Why this matters for PMs right now
Two years ago, "AI PM" was a specialisation. Today it's closer to a baseline expectation — the way "can query data in SQL" became table stakes in the 2010s. If your product touches a recommendation, a chatbot, a search box, or anything generating text, you're already making AI product decisions. The only question is whether you make them with a real mental model or by vibes.
This isn't about becoming an ML engineer. It closes a specific, common gap: PMs who talk fluently about "AI strategy" in the abstract but go quiet the moment a question gets concrete — why is this feature slow, why did the model get worse after the last update, why does it confidently make things up, why is this multilingual feature costing 3× more than expected. Those are product judgment calls dressed up in technical vocabulary.

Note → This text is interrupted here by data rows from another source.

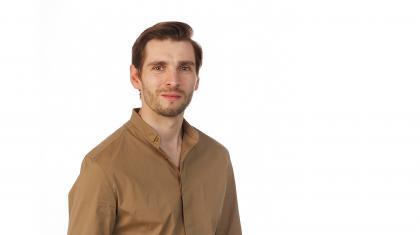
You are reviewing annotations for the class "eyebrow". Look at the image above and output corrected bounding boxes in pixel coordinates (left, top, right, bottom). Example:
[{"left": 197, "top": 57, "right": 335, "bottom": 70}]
[{"left": 146, "top": 60, "right": 195, "bottom": 67}]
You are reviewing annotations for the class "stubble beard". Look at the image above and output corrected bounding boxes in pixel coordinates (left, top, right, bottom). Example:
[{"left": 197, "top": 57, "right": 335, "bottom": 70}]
[{"left": 143, "top": 87, "right": 193, "bottom": 117}]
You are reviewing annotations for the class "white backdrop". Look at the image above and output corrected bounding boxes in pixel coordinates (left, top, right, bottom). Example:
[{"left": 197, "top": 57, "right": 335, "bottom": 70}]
[{"left": 0, "top": 0, "right": 420, "bottom": 235}]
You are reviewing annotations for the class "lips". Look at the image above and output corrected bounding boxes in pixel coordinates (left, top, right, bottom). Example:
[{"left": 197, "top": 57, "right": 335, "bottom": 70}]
[{"left": 161, "top": 92, "right": 181, "bottom": 101}]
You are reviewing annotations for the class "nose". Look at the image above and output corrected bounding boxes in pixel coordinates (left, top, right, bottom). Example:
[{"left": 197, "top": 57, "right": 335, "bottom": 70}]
[{"left": 165, "top": 70, "right": 179, "bottom": 87}]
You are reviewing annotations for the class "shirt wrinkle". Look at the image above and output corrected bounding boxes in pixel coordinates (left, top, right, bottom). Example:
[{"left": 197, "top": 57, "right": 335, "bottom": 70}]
[{"left": 68, "top": 108, "right": 242, "bottom": 235}]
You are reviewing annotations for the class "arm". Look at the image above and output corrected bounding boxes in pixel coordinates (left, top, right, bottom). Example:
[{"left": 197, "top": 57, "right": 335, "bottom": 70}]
[
  {"left": 68, "top": 157, "right": 116, "bottom": 235},
  {"left": 216, "top": 159, "right": 242, "bottom": 235}
]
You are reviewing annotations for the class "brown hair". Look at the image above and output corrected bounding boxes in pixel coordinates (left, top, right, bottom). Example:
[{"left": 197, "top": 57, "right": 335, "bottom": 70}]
[{"left": 131, "top": 21, "right": 203, "bottom": 75}]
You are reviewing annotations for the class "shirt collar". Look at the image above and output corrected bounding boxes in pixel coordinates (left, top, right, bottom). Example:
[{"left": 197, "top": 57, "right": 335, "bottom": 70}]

Examples are grocery-delivery flavoured so the concepts attach to something concrete — swap in your own domain when you present.
Course map
Four chapters, building one connected mental model. Start at the top, or jump to a topic.
ML Foundations
Neural nets, overfitting, gradient descent, loss curves, data splits, distribution shift, early stopping, hyperparameters, the pre-ship review.
How LLMs Work
Tokenisation, counting letters, context windows, attention, RAG, latency, embeddings, temperature, hallucination, inference, tool calling.
Evals, Safety & Cost
Evals, benchmarks & Goodhart's Law, the eval harness, AI safety & alignment, and the environmental impact of LLMs at scale.
Watch & Apply
Two recommended deep-dive talks, plus a cross-chapter capstone that ties the whole course together with a 10-question self-check.
Three revise modes
Quick keyword lookup (deeplinkable), flashcards by chapter, or a shuffle-able run through all 25 for interview prep.
Final assessment
A mixed cross-chapter quiz with an optional shareable result. The "can I use this for real?" check.
Author & contributing
What this is, who it's for, the licence, and how to suggest improvements or new concepts.
Suggest & vote on topics
Tell us what to cover next and upvote the ideas you want most. The top-voted topics get built — and marked shipped so you can watch it happen.
How to use it
Read each concept top to bottom: the core idea in one sentence, a short plain-English explanation, an interactive visual to play with, then the PM takeaway and the interview line worth memorising. Drag the sliders and click the tabs — the visuals are where the intuition lands. Pass each chapter quiz (80%) to mark progress; it's stored only in your browser.
No login required, nothing to install — the course itself runs entirely in your browser. The only data stored anywhere is what you choose to post on the community board (anonymous). Safe to share with anyone — fork it and adapt it for your own team.